AutoXFadeNEW EFFECTS

Audition 3 comes with a few new effects as well. There’s a nice-sounding Convolution Reverb, which simulates actual physical spaces using impulse response files recorded in those actual spaces. It has a much more interesting sound than the other reverbs that come with Audition, although the “interesting” part is dependent on the impulse response files you use with it. It’s not Altiverb, but it is a definite improvement.

There’s also a new Mastering plug, which includes a three-band EQ, a reverb, an audio exciter and a stereo “widener”, along with a loudness maximizer and output gain control. I’m gonna try using this thing to simulate an FM processing chain so I can get a real feel for how my spots will sound while I’m editing them, and I’ll let you know how that experiment works out.

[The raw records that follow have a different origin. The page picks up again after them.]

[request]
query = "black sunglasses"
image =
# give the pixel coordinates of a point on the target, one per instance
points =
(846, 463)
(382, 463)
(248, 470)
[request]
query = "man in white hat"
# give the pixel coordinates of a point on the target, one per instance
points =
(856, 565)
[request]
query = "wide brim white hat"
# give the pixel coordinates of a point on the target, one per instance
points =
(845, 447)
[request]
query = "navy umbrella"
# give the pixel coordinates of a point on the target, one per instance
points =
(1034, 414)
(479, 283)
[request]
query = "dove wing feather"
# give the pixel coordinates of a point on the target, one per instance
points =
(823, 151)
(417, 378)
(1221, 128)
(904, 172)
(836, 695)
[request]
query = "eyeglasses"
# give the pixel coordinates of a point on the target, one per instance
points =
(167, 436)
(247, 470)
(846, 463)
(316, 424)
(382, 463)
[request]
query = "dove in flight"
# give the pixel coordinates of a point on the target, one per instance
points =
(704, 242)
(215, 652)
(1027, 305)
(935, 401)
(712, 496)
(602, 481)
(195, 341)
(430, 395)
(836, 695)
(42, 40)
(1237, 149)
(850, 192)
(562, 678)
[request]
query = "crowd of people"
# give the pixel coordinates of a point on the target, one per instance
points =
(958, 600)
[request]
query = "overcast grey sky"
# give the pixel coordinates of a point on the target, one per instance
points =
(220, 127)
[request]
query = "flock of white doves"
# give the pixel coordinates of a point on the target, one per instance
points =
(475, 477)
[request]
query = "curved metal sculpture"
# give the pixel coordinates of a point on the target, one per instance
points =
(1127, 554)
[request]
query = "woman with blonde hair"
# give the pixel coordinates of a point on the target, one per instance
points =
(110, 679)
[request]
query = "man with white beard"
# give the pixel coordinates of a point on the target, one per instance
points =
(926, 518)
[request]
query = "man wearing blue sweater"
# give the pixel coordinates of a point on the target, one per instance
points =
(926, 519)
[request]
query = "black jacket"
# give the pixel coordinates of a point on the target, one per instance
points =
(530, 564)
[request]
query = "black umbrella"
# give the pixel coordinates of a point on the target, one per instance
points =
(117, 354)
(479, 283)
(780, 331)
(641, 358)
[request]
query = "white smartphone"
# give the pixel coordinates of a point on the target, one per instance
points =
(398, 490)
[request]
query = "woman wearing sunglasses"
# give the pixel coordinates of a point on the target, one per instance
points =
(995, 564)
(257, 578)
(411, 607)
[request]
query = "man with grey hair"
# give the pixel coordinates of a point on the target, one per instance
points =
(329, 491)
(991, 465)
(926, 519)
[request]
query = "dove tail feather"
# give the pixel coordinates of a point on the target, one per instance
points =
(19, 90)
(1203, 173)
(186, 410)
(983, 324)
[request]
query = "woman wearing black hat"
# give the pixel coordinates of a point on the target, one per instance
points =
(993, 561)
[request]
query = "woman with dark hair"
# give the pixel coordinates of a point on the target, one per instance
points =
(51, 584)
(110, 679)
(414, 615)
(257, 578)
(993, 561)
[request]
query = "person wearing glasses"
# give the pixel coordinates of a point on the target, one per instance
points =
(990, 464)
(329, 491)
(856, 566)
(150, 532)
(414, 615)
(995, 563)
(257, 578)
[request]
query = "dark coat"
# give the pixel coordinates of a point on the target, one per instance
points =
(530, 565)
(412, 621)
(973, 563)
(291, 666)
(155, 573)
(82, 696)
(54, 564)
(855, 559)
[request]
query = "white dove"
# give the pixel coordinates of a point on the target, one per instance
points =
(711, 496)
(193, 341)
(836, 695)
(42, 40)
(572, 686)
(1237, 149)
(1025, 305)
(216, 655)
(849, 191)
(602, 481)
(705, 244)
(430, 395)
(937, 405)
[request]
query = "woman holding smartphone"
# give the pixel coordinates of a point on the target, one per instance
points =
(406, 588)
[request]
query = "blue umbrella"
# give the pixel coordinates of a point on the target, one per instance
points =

Adobe has again teamed up with software plug developer iZotope, and this time the company has licensed iZotope’s Radius time-stretching technology for Audition 3. In my opinion the Radius algorithms create the best-sounding and least obtrusive time-stretching available anywhere... they really are good, and generate few artifacts even at extreme amounts of stretch or shrink. Believe me, if you do old-school car commercials you’ll be happy with Audition’s time-stretch. In addition, several of iZotope’s compressors that were part of Audition 2 remain in version 3. These are far more musical-sounding than the native Adobe compressors to my ear. Combined with Radius time-stretch, Audition 3 will produce blather-filled car spots quicker — all that’s missing is the sales blather (as we know, the client provides that).

mastering

WORTH THE BUCKS?

Okay, so here’s the sixty-four-dollar question: is this upgrade worth the money?

Yes, I think so. The new stuff is remarkably useful... there’s little fluff here. The basics are unchanged, and I promise that if you’re an Audition user you will have no trouble getting around on version 3. And while Audition 3 is certainly not any snappier in performance than Audition 2, its overall performance seems unchanged, and the new goodies haven’t slowed it down.

There are a few new features that I didn’t bother to mention because the production community will seldom use ‘em — VSTi software instruments, enhanced MIDI functions, and that sort. But there are enough useful tools here to make this a worthwhile upgrade, particularly at the $99 upgrade price. C’mon, you can get that much out of your Sales Manager’s petty cash box, can’t ya?